Sepultamos Olivia numa manhã fria e chuvosa sob o choro de sua família, amigos e até de seus criados, no cemitério reservado à minha família, na propriedade onde nós havíamos vividos como um casal aos olhos da sociedade, durante aqueles poucos meses, lugar que em breve eu deixaria para sempre, mas antes, cumpri todos os rituais representando a contento o papel de viúvo sofredor e ao que me parece, me saí muito bem, pois o único olhar de suspeita que identifiquei vinha de meu pai.
Permaneci no casarão até que os primeiros raios de sol tomaram o campo no sétimo dia após a morte de Olívia trazendo consigo a promessa de minha liberdade, ainda dormia quando senti o perfume inundar o ar. O aroma do sândalo era tão forte que me fez despertar e com o coração aos pulos me dei conta de que aquele era o cheiro dela.
O aroma pungente do perfume de Olivia despertou-me com a intensidade de um aguaceiro. Levantei-me sobressaltado com a nítida e absurda sensação de que ela estava em meu quarto. Com o coração aos pulos, olhei ao redor esperando vê-la ali em pé, mas não havia ninguém e fui obrigado a deixar o aposento ainda em mangas de camisa para não sufocar.

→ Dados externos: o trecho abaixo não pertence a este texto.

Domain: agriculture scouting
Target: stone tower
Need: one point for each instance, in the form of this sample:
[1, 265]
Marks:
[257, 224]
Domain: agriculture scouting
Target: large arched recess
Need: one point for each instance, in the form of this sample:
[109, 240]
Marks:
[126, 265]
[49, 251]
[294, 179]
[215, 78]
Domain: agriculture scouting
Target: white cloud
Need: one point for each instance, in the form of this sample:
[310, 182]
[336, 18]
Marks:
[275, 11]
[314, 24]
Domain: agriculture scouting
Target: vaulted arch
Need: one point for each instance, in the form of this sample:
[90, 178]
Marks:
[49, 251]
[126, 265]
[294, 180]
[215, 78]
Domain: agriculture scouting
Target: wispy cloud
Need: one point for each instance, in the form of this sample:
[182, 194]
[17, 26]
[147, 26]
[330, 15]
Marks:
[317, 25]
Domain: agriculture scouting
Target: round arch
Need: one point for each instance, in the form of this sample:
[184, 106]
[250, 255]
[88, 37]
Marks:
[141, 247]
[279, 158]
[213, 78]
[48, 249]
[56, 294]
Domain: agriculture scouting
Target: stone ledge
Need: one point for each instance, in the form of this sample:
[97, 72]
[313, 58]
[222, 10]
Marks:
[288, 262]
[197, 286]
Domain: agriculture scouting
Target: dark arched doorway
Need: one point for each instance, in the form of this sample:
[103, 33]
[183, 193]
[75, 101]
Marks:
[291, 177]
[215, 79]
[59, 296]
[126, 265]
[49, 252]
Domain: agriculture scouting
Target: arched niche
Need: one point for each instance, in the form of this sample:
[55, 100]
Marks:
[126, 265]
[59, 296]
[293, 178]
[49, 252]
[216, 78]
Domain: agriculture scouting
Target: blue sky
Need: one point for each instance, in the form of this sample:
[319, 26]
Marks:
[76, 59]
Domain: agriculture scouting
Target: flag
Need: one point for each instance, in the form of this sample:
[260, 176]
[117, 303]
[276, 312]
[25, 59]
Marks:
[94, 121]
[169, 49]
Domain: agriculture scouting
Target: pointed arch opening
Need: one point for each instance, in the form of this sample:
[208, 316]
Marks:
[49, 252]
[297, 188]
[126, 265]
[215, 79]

Já no corredor, lutando para controlar a onda de náusea que aquele cheiro doce havia me provocado e arfando pela necessidade de ar puro, gritei chamando pelos criados e ordenei que lavassem tudo que havia ali, que esfregassem o chão, os móveis, as cortinas e que se necessário fosse colocassem a casa a baixo, mas que livrassem meu quarto daquela presença agourenta. Após me recuperar do intenso mal-estar que o aroma de sândalo me provocara, preparei-me e então segui para a missa de sétimo dia de minha esposa que teria lugar na catedral no centro da cidade.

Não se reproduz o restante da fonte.